Shot in 1983, the eighteen-minute Evidence relishes negative space, beginning with stark white Helvetica lettering on a black background that persists for more than a minute before fading in the film's sole visual: the poet's face, silhouetted to near-featurelessness by a white television screen. Seen in profile, Hunt's speaking gestures are heightened — subtle shudders and nods, along with the frenetic moiré of her mouth — serving as an apt accompaniment to the narrative.

This one-third/two-third profile motif also appears in Niblock's mid-70s portrait of Weiner, where the poet's speedy delivery of her clairvoyant writings weaves in and out of live reading segments juxtaposed with domestic scenes. Meanwhile, Schwerner contends with the wind as he reads (or more accurately, preaches) from his Tablets pacing back and forth in a bright orange jacket on a hilltop, the Verrazano-Narrows bridge behind him.

You'll find all three of these marvelous poetic portraits on our Phill Niblock page, and don't forget to check out PennSound Cinema, home to a stunning array of essential filmic materials.

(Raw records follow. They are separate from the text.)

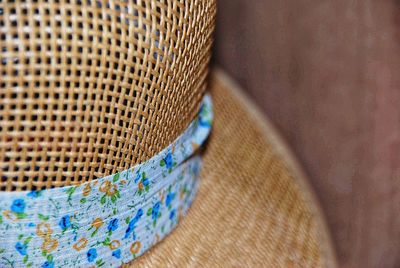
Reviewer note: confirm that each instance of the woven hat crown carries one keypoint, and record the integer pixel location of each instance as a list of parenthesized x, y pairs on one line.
[(89, 88)]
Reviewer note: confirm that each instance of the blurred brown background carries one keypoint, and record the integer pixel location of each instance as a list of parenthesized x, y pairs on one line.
[(327, 74)]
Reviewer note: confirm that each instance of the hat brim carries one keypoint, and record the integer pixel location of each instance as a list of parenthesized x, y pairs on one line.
[(254, 207)]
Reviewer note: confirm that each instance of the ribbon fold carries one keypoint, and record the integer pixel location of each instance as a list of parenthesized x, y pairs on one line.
[(109, 221)]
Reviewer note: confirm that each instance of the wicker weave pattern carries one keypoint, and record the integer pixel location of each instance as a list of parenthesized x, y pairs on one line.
[(89, 88)]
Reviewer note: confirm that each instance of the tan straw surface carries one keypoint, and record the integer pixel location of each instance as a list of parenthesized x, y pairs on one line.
[(88, 88), (254, 208)]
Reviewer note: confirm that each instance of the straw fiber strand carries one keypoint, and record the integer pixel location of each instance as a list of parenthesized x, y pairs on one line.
[(252, 210), (89, 88)]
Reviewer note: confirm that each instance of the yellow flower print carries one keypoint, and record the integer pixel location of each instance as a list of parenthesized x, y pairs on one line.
[(86, 190), (97, 223), (105, 187), (114, 244), (43, 229), (82, 243), (112, 190), (9, 215), (49, 244), (135, 247)]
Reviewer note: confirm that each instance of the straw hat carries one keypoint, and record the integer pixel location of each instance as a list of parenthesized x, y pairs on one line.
[(93, 88)]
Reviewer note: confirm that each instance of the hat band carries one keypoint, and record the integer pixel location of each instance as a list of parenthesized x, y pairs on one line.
[(108, 221)]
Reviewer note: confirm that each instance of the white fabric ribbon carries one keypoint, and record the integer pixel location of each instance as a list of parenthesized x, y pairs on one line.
[(108, 221)]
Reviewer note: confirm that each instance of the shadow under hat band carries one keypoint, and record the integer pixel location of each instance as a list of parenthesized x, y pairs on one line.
[(108, 221)]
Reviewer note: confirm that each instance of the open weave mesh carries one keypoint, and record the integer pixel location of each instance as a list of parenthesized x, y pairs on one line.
[(89, 88)]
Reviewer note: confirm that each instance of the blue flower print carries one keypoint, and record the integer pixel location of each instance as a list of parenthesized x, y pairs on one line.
[(65, 222), (113, 225), (21, 248), (132, 223), (91, 254), (146, 182), (168, 161), (156, 209), (18, 206), (137, 178), (169, 198), (48, 264), (34, 194), (172, 214), (117, 253)]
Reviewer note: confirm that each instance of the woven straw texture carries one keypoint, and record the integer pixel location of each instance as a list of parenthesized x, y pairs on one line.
[(253, 208), (89, 88)]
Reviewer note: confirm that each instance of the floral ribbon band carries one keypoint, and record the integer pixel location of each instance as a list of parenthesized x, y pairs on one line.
[(109, 221)]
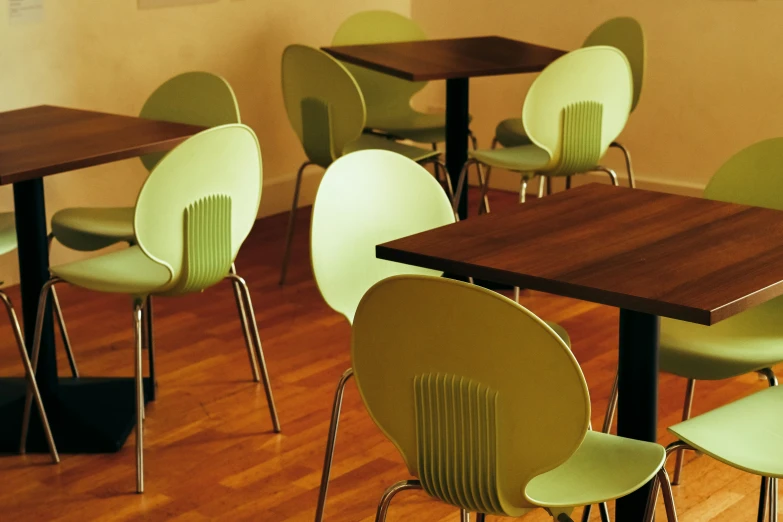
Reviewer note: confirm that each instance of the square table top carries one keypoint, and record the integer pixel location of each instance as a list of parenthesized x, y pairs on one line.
[(43, 140), (450, 58), (687, 258)]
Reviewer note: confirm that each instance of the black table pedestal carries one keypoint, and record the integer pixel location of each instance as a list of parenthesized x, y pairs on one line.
[(637, 414)]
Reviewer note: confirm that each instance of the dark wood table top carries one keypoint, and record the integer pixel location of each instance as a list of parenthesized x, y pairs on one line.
[(447, 59), (43, 140), (686, 258)]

Newly Segmented John Ashbery: Beinecke Library, 2006

Posted 1/24/2013 (link)

In addition to the avalanche of new recordings being added to PennSound at any given time, we also regularly go back to our archives to segment complete readings into individual tracks and today we're highlighting one such project featuring the legendary John Ashbery, who'll be joining us in a few weeks as the first of 2013's Kelly Writers House Fellows.

Recorded September 20, 2006 at the Beinecke Library as part of the Yale Collection of American Literature Reading Series, this forty-seven minute set is introduced by Langdon Hammer and features the poet reading contemporary material — starting with his previous collection, the National Book Award finalist Where Shall I Wander (2005), and largely consisting of poems from the then-forthcoming A Worldly Country (2007). Titles include "Ignorance of the Law is No Excuse," "Interesting People of Newfoundland," "A Kind of Chill," "Pavane pour Helen Twelvetrees," "Phantoum" and "Thrill of a Romance."